Tuesday briefing and open thread

“One of the challenges that we will have – I’m being very clear about this – is I doubt we have a lot of companies coming forward to say that right to work was the major reason they came to Michigan because they’re going to be concerned about people simply protesting them … So this is a case where we’ll have data, but I don’t think you’re going to find a lot of instances of companies being very public about it … they’re going to be worried that they’re simply going to become a target for the same kind of protests that I’m seeing.” ~ Governor Snyder

So that’s Governor Snyder telling you that he really is a data driven nerd, and if only you could have access to the same secret data he has, you would really appreciate him.

The Detroit Free Press asks when Snyder’s wager will pay off:

So where have business tax savings gone so far? Definitely not into hiring.

… the business tax cuts came with no built-in accountability or analysis to show whether they’re driving job creation, and whether those new jobs are sufficient to balance out the pain from the cuts made to support them.

But the notion that a massive tax cut would quickly draw sufficient business to swell the state’s economy was exaggerated, at best. So, too, is the expectation that residents at the lowest ends of the socioeconomic scale will weather more hardship indefinitely while new jobs trickle in.

There’s a lot more worth reading in that article.

Remember those two little bits. They’re going to come up later in another post.


These next two pieces showcase how unwilling Republicans are to accept the modern America.

First, Rick Santorum. It hurts.

Here’s more from Wonkette and the first piece from Think Progress.

And here’s Jason Gillman on the homos:

Never in my life would I have imagined a presidential inauguration that contained reference to those with specific sexual proclivities as a class worthy of ‘equal rights’.

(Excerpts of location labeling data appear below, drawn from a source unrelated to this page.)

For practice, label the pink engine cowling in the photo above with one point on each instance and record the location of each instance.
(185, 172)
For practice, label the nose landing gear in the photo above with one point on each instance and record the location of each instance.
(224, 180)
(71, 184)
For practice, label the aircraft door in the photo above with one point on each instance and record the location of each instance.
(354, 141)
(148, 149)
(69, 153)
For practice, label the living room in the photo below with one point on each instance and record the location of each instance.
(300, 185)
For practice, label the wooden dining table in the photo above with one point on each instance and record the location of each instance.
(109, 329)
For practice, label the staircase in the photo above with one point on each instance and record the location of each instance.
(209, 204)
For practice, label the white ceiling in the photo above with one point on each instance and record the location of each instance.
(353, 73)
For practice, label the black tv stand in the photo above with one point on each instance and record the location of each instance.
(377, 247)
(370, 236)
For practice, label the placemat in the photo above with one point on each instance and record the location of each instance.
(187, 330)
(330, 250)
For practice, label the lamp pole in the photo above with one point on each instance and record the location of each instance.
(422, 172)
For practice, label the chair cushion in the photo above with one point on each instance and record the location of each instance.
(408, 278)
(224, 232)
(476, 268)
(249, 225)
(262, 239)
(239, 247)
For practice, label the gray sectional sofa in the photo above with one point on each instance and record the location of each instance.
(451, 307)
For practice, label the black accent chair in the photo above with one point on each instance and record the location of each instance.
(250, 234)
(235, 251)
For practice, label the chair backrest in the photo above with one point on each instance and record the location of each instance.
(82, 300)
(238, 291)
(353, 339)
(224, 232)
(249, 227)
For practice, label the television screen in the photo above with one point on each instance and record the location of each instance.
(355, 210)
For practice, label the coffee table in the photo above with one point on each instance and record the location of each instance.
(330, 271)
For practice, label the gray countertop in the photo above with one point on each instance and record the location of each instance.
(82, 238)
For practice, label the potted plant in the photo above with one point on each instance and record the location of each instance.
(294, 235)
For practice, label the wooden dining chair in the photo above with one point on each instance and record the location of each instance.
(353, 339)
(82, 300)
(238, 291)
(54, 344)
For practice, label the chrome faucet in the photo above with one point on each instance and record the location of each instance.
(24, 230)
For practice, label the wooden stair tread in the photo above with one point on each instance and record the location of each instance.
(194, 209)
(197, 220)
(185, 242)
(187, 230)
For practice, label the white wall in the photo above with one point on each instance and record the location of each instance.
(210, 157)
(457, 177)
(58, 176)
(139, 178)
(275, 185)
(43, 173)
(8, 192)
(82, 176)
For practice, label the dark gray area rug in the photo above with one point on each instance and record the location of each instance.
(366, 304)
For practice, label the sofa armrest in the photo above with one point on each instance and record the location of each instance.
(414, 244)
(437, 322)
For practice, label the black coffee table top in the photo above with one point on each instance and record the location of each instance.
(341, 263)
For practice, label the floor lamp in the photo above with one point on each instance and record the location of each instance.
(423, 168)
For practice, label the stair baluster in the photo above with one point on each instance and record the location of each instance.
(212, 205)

“Our journey is not complete until our gay brothers and sisters are treated like anyone else under the law”

Uhh..

First, one needs to ask how does the law treat them differently?

To my friends in the “gay” community:

You have the same rights we all do.

I’m guessing Jason is thinking about the fact that gay people have the same right as the morally superior heteros, to marry someone Jason approves of. Yes, gays have that right. In some states the homos even have the right to marry each other, which Jason does not approve of. But here in Michigan the law would not recognize that marriage the way that it recognizes a marriage that Jason approves of. So that would be one way in which his friends in the “gay” community do not have the same rights as everyone else.

[aside: I do not know why "gay" is in quotes]

Next I’d talk about that military stuff, but “Don’t Ask Don’t Tell” was repealed almost 18 months ago! Seems like a lifetime. Still the homo spouses are certainly not treated the same as the spouses that Jason approves of.

But I quibble, and I don’t want to pick on Jason so much as the position he represents. I actually kinda like Jason. (unguarded moments) But the fact that Jason Gillman thinks this way is important because he’s one of the young opinion leaders in the Michigan GOP, and his position is out of line with America.

A modern America believes that we can make our society safer by taking murder weapons that have no legitimate function other than mass destruction, out of our communities. A modern America believes in legal equality for all citizens, not just the ones who act in accordance with Jason’s preferences. That is why a modern America keeps marching forward, and Republicans are so desperate to rig elections. There is no place in modern America for the modern Republican’s policy preferences.

Here’s more on that, from a conservative:

“William F. Buckley in the 1960s at some point had to start defining the boundaries of conservatism,” Scarborough explained to NBC’s David Gregory. “He went after the John Birch Society, Ayn Rand, George Wallace. That has to happen again with this party because it’s getting smaller and smaller.”

“In this debate, we actually have conservative thinkers, talking about Ronald Reagan being a RINO — a Republican in name only — because he supported an assault weapons ban. They keep pushing themselves closer and closer to the cliff.”

“But I just have to say one other really important point, because I made a mistake over the past month talking about how Republicans have also won a majority in the House,” he continued. “We actually got a minority of votes nationwide in House races.”

“It was just gerrymandering from 2010 that gave us the majority.”

Oh and here are some gun appreciation day casualties.

Malia and Sasha: Tots Adorbs.

Census Daily Tuesday, January 22nd. An innovation in product packaging — and a staple of TV advertising — is having its 78th anniversary this week. The first canned beer was put on sale in 1935 as a marketing test in Richmond, Virginia, by the Gottfried Krueger Brewing Company of Newark, New Jersey. Experiments with putting beer in cans had taken place as early as 1909 but the technology of the time couldn’t stop the beer from interacting negatively with the metal of the can. Prohibition delayed further development. By the late ’60s, canned beer sales exceeded that for bottled beer. There are 523 beer brewing establishments in the U.S., employing nearly 25,000 people.